The median age in the village was 52.6 years. 19% of residents were under the age of 18; 2.1% were between the ages of 18 and 24; 16.8% were from 25 to 44; 33.2% were from 45 to 64; and 28.9% were 65 or older. The gender makeup of the village was 47.8% male and 52.2% female.

===2000 census===
At the 2000 census there were 294 people, 140 households, and 83 families in the village. The population density was 537.7 PD/sqmi. There were 180 housing units at an average density of 329.2 /sqmi. The racial makeup of the village was 98.30% White, 1.02% Native American, and 0.68% from two or more races. Hispanic or Latino of any race were 0.68%.

Of the 140 households 20.7% had children under the age of 18 living with them, 52.1% were married couples living together, 2.1% had a female householder with no husband present, and 40.7% were non-families. 37.9% of households were one person and 22.1% were one person aged 65 or older. The average household size was 2.10 and the average family size was 2.73.

The age distribution was 19.7% under the age of 18, 4.4% from 18 to 24, 21.8% from 25 to 44, 26.5% from 45 to 64, and 27.6% 65 or older. The median age was 48 years. For every 100 females, there were 102.8 males. For every 100 females age 18 and over, there were 96.7 males.
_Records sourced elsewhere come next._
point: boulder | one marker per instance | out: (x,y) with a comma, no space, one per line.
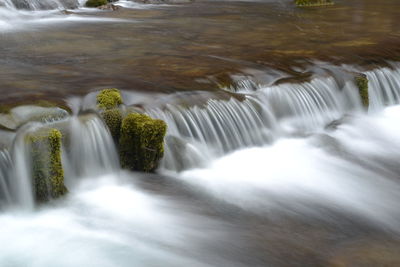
(47,170)
(141,143)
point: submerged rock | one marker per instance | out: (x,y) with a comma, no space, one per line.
(109,98)
(309,3)
(141,142)
(361,81)
(108,6)
(47,170)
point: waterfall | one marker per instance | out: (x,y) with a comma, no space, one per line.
(384,87)
(35,5)
(90,150)
(5,166)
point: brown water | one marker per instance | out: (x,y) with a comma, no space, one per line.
(195,46)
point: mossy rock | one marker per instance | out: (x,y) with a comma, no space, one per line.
(141,142)
(109,98)
(361,81)
(113,120)
(96,3)
(311,3)
(47,170)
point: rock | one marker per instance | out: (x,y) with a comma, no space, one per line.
(109,98)
(361,81)
(113,119)
(311,3)
(47,170)
(141,142)
(96,3)
(367,253)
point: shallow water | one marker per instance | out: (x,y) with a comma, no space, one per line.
(266,173)
(191,46)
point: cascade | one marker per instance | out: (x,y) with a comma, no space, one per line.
(266,114)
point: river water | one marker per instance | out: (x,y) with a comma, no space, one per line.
(270,158)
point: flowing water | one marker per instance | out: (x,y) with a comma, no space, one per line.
(270,157)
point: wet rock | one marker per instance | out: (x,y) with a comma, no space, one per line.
(361,81)
(367,253)
(20,115)
(47,170)
(96,3)
(141,142)
(113,119)
(109,6)
(310,3)
(157,2)
(109,98)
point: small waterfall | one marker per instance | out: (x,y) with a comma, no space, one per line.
(90,149)
(265,114)
(384,87)
(5,166)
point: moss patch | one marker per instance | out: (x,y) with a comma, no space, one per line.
(109,99)
(47,171)
(310,3)
(96,3)
(361,81)
(141,142)
(113,119)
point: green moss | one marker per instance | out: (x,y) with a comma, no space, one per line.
(310,3)
(141,142)
(109,98)
(113,120)
(47,171)
(96,3)
(362,84)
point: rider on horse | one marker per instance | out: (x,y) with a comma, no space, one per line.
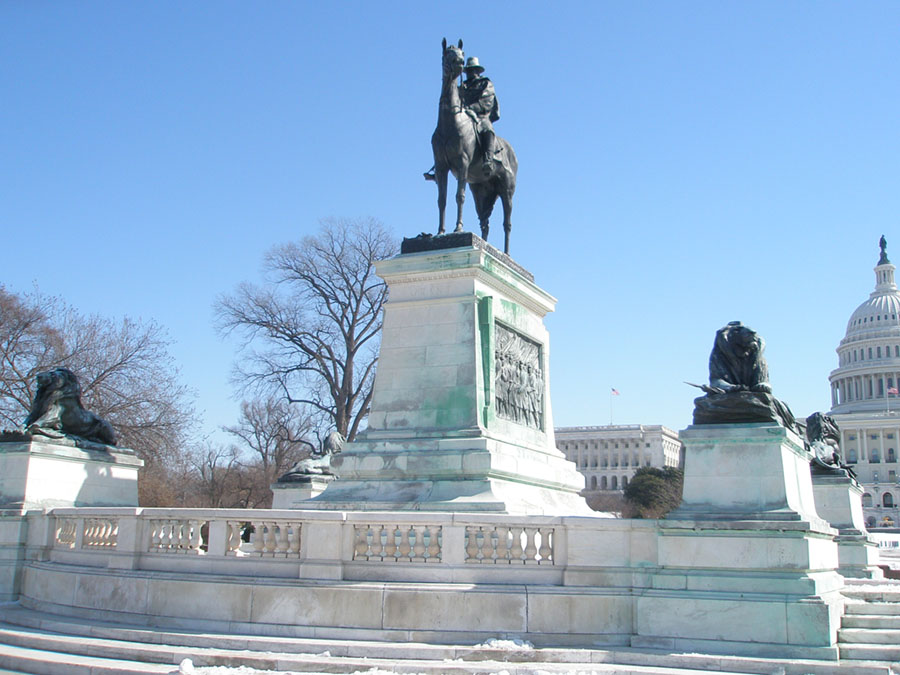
(480,103)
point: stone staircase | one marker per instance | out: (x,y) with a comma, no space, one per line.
(870,628)
(48,644)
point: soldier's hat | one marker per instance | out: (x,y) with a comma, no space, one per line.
(472,64)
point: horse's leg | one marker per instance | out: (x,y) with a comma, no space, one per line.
(506,198)
(460,197)
(488,198)
(441,177)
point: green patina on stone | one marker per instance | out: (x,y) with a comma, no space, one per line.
(456,408)
(486,333)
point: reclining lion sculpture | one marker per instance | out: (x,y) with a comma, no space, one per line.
(739,389)
(57,410)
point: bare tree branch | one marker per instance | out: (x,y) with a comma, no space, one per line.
(311,333)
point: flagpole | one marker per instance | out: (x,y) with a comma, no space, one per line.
(610,407)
The median household income was $21,389, and the median family income was $30,000. Males had a median income of $22,750 versus $17,000 for females. The per capita income for the village was $14,150. About 5.3% of families and 7.6% of the population were below the poverty line, including none of those under the age of eighteen and 15.4% of those sixty five or over.